Teknoloji

VPS’te SSH Güvenliği Nasıl Sağlamlaşır? FIDO2 Anahtarları, SSH CA ve Rotasyonun Sıcacık Yolculuğu

İçindekiler

Gece Yarısı Bir Girişim ve İçime Düşen O Küçük Şüphe

Hiç kapının kilidini kontrol etmek için geri döndüğünüz oldu mu?

Bir gece, herkesin uyuduğu o sakin saatlerde, monitörün sol alt köşesinde bir bildirim belirdi. Üzerine tıklayınca tanıdık bir tablo: birkaç başarısız SSH denemesi, bir port taraması, araya karışmış normal bir deploy. Bir an durup düşündüm; şifre yok, anahtarlar var, fail2ban var, güvenlik duvarı da haliyle işini yapıyor. Yine de içimde o küçük ses, kapıyı iki kez kontrol ettiren ses, “Peki ya anahtarların kendisi?” diye fısıldıyordu. Laptopta, Yedek klasöründe, eski bir sunucuda unutulmuş bir authorized_keys satırı… Hepsi birer kapı anahtarı sonuçta. Kaybolursa? Kopyalanırsa?

Ertesi gün kahvemi alıp notlarıma döndüm. Amacım, SSH güvenliğini yalnızca bugünkü saldırılara değil, yarınki sürprizlere de dayanıklı kılmaktı. Yol haritası kendini gösterdi: FIDO2 donanım anahtarlarıyla dokunmadan açılmayan bir kapı, SSH CA ile kimliği sertifikaya bağlayan bir düzen ve rotasyonla anahtarların canlı bir döngüde tutulması. Bu yazıda tam da bunu konuşacağız. Hikaye gibi, adım adım, tıpkı bir evi baştan aşağı toparlar gibi.

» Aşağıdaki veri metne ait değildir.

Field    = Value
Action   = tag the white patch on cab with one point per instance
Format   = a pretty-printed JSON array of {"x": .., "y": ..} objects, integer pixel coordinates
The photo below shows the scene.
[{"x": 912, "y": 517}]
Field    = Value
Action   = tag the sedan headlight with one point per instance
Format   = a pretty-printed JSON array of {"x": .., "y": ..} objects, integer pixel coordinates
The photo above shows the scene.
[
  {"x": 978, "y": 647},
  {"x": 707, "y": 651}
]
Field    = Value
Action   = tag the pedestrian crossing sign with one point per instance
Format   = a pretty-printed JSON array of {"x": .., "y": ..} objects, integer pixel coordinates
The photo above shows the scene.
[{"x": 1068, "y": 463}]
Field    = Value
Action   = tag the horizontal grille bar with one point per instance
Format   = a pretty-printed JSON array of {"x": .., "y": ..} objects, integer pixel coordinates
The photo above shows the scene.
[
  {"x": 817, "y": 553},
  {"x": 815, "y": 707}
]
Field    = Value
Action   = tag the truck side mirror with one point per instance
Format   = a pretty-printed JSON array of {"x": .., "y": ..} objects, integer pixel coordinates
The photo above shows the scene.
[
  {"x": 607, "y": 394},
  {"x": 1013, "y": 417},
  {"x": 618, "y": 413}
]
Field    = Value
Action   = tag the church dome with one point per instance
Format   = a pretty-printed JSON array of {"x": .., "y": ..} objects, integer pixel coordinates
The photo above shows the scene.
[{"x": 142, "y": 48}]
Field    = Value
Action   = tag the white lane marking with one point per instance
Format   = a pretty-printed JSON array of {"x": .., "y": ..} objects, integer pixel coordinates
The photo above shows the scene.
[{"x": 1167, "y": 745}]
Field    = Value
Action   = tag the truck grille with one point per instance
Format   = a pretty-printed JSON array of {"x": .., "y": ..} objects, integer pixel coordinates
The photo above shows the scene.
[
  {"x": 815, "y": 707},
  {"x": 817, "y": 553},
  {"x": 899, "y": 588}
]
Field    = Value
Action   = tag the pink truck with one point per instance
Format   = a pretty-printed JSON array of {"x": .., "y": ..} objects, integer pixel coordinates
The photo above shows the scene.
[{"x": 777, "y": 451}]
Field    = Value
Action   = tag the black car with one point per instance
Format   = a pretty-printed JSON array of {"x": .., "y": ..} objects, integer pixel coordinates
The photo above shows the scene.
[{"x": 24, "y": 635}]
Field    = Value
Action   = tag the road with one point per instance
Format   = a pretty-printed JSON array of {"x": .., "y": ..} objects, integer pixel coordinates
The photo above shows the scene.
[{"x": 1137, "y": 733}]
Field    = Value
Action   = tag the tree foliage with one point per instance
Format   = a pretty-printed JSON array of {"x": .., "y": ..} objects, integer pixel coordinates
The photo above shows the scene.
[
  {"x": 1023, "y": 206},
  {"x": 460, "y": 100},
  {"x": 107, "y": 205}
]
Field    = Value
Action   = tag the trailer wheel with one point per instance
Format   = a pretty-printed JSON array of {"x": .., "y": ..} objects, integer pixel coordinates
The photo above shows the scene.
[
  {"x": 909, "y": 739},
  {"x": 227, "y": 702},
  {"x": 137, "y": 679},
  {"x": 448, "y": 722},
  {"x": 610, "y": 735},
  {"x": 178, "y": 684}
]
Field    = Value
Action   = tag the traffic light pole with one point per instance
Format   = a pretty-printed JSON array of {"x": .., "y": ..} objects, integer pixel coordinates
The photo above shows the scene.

Anahtarın Hikayesi: Parola Biter, Peki Anahtarın Sonu Gelir mi?

Şifreden anahtara, anahtardan donanıma

Parolalarla vedalaştığımız günü hatırlıyorum. SSH anahtarlarına geçtiğimizde içim gerçekten rahatlamıştı. Sunucuya sırf tahminle girilemeyeceğini bilmek güzel. Ama sonra şu gerçekle barıştım: dijital anahtar da bir dosya nihayetinde. Bir yerde duruyor, yedekleniyor, bazen paylaşımı kolay olsun diye bir klasöre atılıyor. İyi korumazsanız, tıpkı çiziksiz bir kopya anahtar gibi cebine giriveren birine dönüşebilir. Passphrase elbette şart, ama yine de bilgisayardaki anahtarın çalınması ihtimali akılda bir gölge gibi kalıyor.

İşte burada donanım anahtarları devreye giriyor. FIDO2 destekli bir güvenlik anahtarı, anahtar işlemini bilgisayarın dışına taşıyor. Özetle, zarf kasanın içine giriyor. Kimlik doğrulama için fiziksel bir dokunuş istiyor, hatta PIN ile koruyor. Birinin anahtar dosyasını kopyalaması yetmiyor; elinizdeki o küçük cihaz olmadan giriş olmuyor. Bu, zihnimdeki o küçük şüpheyi susturan ilk adım oldu.

Mesela şöyle düşünün…

Laptopunuzu bir kafede unuttunuz. Disk şifreli, iyi güzel. Ama biri cihazı açtıysa, içindeki SSH anahtarını da alabilir. Donanım anahtarıyla kurulan düzende ise, anahtar dışarıda; fiziksel dokunma olmadan, belirlediğiniz PIN olmadan işlem yapmıyor. Üstüne bir de anahtarın sunucuda nasıl kullanılacağını sınırlarsanız, örneğin yalnızca belirli bir kullanıcı ve belirli IP’ler için kabul edilecek şekilde kayıt düşerseniz, el sıkışmanın alanını iyice daraltırsınız. Böylece anahtar artık sadece bir dosya değil, sizinle nefes alan bir varlık gibi çalışır.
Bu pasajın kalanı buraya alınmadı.